Opportunities in Mortgage-Backed Securities

January 23, 2024

Jason Gibbons, CFA

A fourth quarter drop in yields drove bonds to end 2023 with positive returns and further drove corporate credit spreads to one-year lows. With the recent move in yields, corporate bonds (both investment grade and high yield) are now looking rather fully valued as markets are pricing in a soft landing for the US economy. On the other hand, Agency Mortgage-Backed Securities (MBS) have seen option-adjusted spreads (OAS) move sideways on a year-over-year basis. Furthermore, MBS have a current attractive yield proposition, current low prepayment risk, and attractive duration characteristics.

Agency MBS, i.e., those securitized mortgages with either full or implicit US government backing (issued by Ginnie Mae, Fannie Mae and Freddie Mac), come with a US government credit rating of AA. The spread on these securities versus US government bonds, which currently sits at +0.8%, compensates for prepayment risk (the fact that most mortgage holders prepay/refinance over time, with an average life shorter than maturity). The great (re)financing cycle that occurred as the Fed embarked to increase rates in 2022, has now led to approximately 75% of outstanding mortgages at rates of less than 4.0%. This provides an interesting backdrop with mortgage rates now hovering at or above 7%. Even a 2-3% fall in mortgage rates would only put 10-15% of outstanding US mortgages in a place to potentially refinance.

MBS securities have historically exhibited negative convexity – when rates increase their duration increases and duration falls when rates are cut. What had been a negative attribute when the Federal Reserve began hiking rates in 2022 (higher duration leads to a larger negative price impact), has now turned to slightly positive convexity for the first time in 25 years. What may seem trivial, is now an opportunity as markets currently price 6 rate cuts through 2024 and could lead to a fuller MBS price participation rally.
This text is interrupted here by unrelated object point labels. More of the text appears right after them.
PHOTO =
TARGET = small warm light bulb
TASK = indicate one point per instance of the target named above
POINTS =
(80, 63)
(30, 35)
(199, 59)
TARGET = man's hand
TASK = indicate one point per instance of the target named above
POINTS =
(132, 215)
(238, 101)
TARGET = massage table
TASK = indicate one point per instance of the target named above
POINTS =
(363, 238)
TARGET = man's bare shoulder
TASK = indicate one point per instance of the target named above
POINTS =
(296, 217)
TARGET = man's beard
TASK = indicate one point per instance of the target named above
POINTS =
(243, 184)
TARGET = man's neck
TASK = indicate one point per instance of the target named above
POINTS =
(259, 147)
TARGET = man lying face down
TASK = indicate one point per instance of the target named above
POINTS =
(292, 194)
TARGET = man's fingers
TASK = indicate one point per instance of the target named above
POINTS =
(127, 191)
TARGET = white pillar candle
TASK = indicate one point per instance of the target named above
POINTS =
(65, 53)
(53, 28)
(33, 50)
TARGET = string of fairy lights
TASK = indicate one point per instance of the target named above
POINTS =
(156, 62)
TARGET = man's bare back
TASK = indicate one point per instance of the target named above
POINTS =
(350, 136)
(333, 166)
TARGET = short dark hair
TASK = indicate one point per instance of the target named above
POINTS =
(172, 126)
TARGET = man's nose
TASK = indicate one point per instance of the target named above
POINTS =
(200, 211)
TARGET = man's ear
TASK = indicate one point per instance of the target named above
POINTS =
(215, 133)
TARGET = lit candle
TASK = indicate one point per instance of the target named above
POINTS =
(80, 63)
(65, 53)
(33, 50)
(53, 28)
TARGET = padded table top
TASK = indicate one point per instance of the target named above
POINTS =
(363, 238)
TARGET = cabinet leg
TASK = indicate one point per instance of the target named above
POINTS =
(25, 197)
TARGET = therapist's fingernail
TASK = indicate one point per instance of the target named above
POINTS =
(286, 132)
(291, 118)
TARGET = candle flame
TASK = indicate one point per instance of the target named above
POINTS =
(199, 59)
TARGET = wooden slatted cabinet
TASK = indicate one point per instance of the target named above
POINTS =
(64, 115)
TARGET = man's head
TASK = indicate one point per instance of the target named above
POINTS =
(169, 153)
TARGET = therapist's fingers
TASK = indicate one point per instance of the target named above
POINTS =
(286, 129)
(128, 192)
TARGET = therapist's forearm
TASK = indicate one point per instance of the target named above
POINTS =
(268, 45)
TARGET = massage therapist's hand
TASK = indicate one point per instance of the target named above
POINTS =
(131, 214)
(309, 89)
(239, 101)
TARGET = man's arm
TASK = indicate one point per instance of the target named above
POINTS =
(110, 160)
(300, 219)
With the run-up in corporate bond prices, we find MBS to be attractively valued and a high (credit) rated pick-up in yield versus corporates. In fact, compared to similar maturity AA-rated US Corporate bonds, MBS is providing the same OAS (to US government bonds). In the case of an unexpected hard landing scenario, the Fed’s quantitative tightening program, currently letting up to $35bn of MBS runoff monthly, will likely end and provide a backstop in liquidity for MBS. For the above reasons, we find MBS as an attractive opportunity within fixed income allocations, both on a risk-adjusted and spread basis.